The 350 students read Come and Go, Molly Snow, a novel by Kentuckian Mary Ann Taylor-Hall, over the summer. Once they arrived on campus Aug. 10, they began reading The Professor and the Madman, a non-fiction work by Simon Winchester that tells the story of two of the key figures in the making of the Oxford English Dictionary.
The books were chosen by a committee of faculty members who are teaching the three-week First Engagements course. They looked for books that they felt would foster a joy of reading while also providing a wide range of discussion topics.
Groups of about 16 students meet for three hours every weekday morning to discuss the books and related materials. “August term scholars”—Transylvania juniors and seniors who serve as mentors both in and out of class—assist the professors.
John Svarlien, classics professor and academic director of August term, says choosing these particular books was “a stroke of genius or very good luck” because they complement each other and carry out the theme of the term: Making Sense.

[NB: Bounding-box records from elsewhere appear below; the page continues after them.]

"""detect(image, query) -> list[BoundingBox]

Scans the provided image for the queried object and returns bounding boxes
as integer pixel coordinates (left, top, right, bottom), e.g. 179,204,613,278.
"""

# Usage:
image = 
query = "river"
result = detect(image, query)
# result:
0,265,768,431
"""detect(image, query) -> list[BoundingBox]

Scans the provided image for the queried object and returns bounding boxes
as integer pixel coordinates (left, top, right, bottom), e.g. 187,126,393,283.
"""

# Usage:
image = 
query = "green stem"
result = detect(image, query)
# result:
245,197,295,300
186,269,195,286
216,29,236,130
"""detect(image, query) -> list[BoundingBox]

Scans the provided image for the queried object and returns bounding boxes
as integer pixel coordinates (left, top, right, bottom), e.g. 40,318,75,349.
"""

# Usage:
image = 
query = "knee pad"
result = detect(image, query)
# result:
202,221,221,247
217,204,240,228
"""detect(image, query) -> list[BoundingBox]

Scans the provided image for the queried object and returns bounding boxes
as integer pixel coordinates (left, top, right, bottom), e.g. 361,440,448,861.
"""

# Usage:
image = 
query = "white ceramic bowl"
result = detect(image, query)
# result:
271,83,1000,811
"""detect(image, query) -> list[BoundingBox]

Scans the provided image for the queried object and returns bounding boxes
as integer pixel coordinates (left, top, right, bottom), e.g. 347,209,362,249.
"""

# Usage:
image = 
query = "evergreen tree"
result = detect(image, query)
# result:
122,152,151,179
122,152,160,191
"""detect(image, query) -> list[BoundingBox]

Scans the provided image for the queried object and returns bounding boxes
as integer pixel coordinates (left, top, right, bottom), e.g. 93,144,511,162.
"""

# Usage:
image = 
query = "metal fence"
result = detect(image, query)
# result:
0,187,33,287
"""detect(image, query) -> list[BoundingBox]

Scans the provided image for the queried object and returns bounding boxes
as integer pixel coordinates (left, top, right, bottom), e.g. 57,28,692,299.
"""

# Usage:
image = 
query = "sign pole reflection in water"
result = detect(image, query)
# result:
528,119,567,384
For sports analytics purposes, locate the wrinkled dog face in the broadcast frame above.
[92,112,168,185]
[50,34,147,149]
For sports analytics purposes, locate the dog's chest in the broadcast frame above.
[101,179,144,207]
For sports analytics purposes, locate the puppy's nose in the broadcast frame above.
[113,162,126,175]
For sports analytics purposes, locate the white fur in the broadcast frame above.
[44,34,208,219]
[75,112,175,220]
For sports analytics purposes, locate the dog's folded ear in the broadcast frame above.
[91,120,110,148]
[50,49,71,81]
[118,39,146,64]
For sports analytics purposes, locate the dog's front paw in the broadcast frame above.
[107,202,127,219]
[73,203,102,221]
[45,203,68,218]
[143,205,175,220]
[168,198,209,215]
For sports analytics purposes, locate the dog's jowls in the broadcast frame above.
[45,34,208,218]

“Come and Go, Molly Snow helps students make sense on a personal level by raising issues related to an individual’s past, future and relationships,” he explains. “The Professor and the Madman helps them understand how language can be a tool to create meaning, and that scholarship is a collaborative effort.”

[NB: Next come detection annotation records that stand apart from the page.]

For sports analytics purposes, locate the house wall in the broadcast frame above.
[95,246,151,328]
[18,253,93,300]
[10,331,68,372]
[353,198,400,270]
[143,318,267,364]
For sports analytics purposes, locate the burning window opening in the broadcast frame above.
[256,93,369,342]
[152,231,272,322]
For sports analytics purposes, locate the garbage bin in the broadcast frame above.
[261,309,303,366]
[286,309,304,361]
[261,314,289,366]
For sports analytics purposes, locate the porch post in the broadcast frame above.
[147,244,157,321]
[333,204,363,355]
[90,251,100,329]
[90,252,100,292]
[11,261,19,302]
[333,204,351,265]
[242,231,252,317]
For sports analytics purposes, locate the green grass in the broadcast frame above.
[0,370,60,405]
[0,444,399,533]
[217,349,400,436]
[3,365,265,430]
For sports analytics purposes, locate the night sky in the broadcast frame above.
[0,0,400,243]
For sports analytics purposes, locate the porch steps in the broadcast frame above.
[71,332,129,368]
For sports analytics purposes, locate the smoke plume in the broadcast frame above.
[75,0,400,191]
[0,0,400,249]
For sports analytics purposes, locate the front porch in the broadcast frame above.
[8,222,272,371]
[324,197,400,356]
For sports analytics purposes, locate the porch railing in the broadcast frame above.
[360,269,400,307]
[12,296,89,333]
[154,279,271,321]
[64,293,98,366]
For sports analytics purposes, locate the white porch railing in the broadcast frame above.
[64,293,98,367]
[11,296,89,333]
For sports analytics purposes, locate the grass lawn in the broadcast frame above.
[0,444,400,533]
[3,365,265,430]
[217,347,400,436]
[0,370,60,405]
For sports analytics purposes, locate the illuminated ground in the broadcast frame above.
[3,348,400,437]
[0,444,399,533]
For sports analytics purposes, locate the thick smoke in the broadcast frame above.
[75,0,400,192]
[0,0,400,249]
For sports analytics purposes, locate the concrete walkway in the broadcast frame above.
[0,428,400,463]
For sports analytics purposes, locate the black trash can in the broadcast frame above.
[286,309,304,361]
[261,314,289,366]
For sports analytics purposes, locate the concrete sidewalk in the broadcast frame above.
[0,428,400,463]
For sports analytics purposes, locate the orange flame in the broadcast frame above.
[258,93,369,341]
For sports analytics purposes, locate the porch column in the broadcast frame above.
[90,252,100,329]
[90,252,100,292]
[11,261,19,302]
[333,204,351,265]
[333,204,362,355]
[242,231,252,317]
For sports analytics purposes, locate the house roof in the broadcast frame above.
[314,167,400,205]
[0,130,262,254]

Professors supplement the book discussions with material from their own scholarship and expertise. For example, music professor Larry Barnes had his students listen to the haunting melody, “Sir Ulick Burke,” by fiddler Liz Knowles as they read chapter 18 of Come and Go, Molly Snow, where the main character walks to a lonely cabin and plays her fiddle to the “listening, empty air.” Barnes used his own composition, “Depression,” from the soundtrack of the movie Euphoria, to relate to the state of mind of a character in The Professor and the Madman.
During the second week, Come and Go, Molly Snow author Mary Ann Taylor-Hall gave a campus lecture, and students examined a bioethics issue in The Professor and the Madman during a presentation led by dean of the college and biology professor Kathleen Jagger, philosophy professor Jack Furlong, and August term scholars Emily Shepp, Ryan Smith, Sarah Czak, and Carrie Burt, who have studied in bioethics and biological research summer programs at Yale University and the University of Pennsylvania. This week, a coffeehouse session is scheduled on “What matters to me and why” by Eduardo Nino-Moreno, director of campus diversity and inclusion.
August term, with its close attention to reading, will be followed up in the fall term by First Engagements Seminar, which will include more writing assignments. During winter term, the first-year students will take a research seminar that requires in-depth investigation of a topic and writing a research-based argumentative essay.
“I feel significantly more prepared for my college career thanks to August term,” said first-year student Alice Boos of Wheeling, W. Va. “Being able to sit in a class with a real professor and then receive feedback gave me a better sense of my own preparedness for classes and gave me a better idea of what I need to improve on.”